# cooker spark ignition



## sacha (Apr 18, 2010)

Does any body know how igition works on the cooker is there a small battery? or is it worked from the electrical system on the van? Ours stopped working at the weekend we had no matches so couldn't light the cooker.
Regards
Sacha


----------



## raynipper (Aug 4, 2008)

Ours is Piezo (spelling) and requires no electrical feed.

It's likely you will have to replace the Peizo igniter.

Ray


----------



## steco1958 (Mar 5, 2009)

Our ignition to the cooker is dependent on the 12v of the MH, if the internal 12v is off we can not light the cooker.

Steve


----------



## lookback (Dec 4, 2005)

steco1958 said:


> Our ignition to the cooker is dependent on the 12v of the MH, if the internal 12v is off we can not light the cooker.
> 
> Steve


The same as mine - with the internal 12v switched on - always confuses the wife!

Ian


----------



## Mrplodd (Mar 4, 2008)

Dakota also requires the 12V habitation supply to be on. I think its depends on what cooker is fitted as well as some of them use a battery.

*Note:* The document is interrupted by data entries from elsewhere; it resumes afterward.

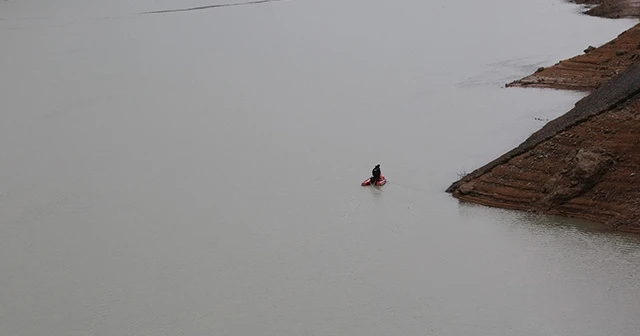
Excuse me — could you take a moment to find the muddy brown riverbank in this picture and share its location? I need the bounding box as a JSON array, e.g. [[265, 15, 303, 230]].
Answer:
[[447, 1, 640, 233]]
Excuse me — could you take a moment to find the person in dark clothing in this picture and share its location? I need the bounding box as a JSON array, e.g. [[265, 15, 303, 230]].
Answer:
[[370, 163, 382, 185]]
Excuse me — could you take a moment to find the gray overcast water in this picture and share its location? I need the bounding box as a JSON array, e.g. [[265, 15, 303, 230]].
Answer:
[[0, 0, 640, 336]]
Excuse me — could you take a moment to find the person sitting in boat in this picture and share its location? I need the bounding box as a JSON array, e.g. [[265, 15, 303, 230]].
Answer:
[[370, 163, 382, 185]]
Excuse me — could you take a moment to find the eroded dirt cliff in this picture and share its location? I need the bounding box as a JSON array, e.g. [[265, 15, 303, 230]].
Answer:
[[507, 24, 640, 91], [447, 26, 640, 233]]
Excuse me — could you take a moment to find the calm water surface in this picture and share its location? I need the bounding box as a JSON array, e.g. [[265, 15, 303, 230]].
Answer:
[[0, 0, 640, 336]]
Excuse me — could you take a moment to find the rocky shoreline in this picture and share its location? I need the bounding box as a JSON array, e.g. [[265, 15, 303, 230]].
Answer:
[[447, 0, 640, 233]]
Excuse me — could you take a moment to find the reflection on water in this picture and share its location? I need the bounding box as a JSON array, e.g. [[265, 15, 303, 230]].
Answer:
[[0, 0, 640, 336]]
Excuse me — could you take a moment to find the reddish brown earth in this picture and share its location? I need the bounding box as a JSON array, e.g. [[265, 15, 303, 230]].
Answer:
[[507, 24, 640, 91], [447, 0, 640, 233], [453, 97, 640, 233]]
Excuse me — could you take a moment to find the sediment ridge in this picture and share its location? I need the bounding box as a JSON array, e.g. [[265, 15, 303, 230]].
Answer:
[[447, 1, 640, 233]]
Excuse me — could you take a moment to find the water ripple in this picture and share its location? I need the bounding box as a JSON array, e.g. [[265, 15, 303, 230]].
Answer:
[[140, 0, 285, 14]]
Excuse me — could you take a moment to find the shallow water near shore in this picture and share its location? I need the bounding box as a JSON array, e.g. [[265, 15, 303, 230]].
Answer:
[[0, 0, 640, 336]]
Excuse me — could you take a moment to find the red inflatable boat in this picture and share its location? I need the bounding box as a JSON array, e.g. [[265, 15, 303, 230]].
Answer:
[[360, 175, 387, 187]]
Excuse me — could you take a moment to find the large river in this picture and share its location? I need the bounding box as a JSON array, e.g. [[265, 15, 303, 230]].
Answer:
[[0, 0, 640, 336]]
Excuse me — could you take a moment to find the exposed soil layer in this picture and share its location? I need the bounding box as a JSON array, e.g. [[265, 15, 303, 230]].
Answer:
[[447, 64, 640, 233], [507, 22, 640, 91], [571, 0, 640, 18]]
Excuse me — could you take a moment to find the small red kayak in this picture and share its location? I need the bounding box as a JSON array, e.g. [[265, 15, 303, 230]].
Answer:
[[360, 175, 387, 187]]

I bet there is a box of matches on board now??


----------



## sacha (Apr 18, 2010)

Thanks all for your reply's I have found a 1.5 volt battery up underneath the bottom of the cooker. There is no name on the cooker and I have no hand book. But all is sorted now.
Thanks 
Sacha


----------



## tviall (May 1, 2005)

Where was this battery? My ignition has stopped working and I had just assumed that the ignitor had developed a fault.

Tony


----------



## sacha (Apr 18, 2010)

Hello Tony,
Open the bottom door ( storage area) of the cooker and look up underneath to your left hand side on the frame of the cooker is a small battery 1.5 volt.
Regards
Les


----------



## Hezbez (Feb 7, 2009)

Have you checked your fuses?
Our cooker ignition stopped working and it turned out to be the fuse.


----------



## tviall (May 1, 2005)

Thanks for your ideas gys.

I've had a closer look at my cooker. I have 2 wires reaching up into the cooker so no 1.5v battery system for me.

I've also checked the fuse; all OK there too.

The next step is to replace the ignitor unit. Has anyone taken their cooker apart? Any tips?

Tony


----------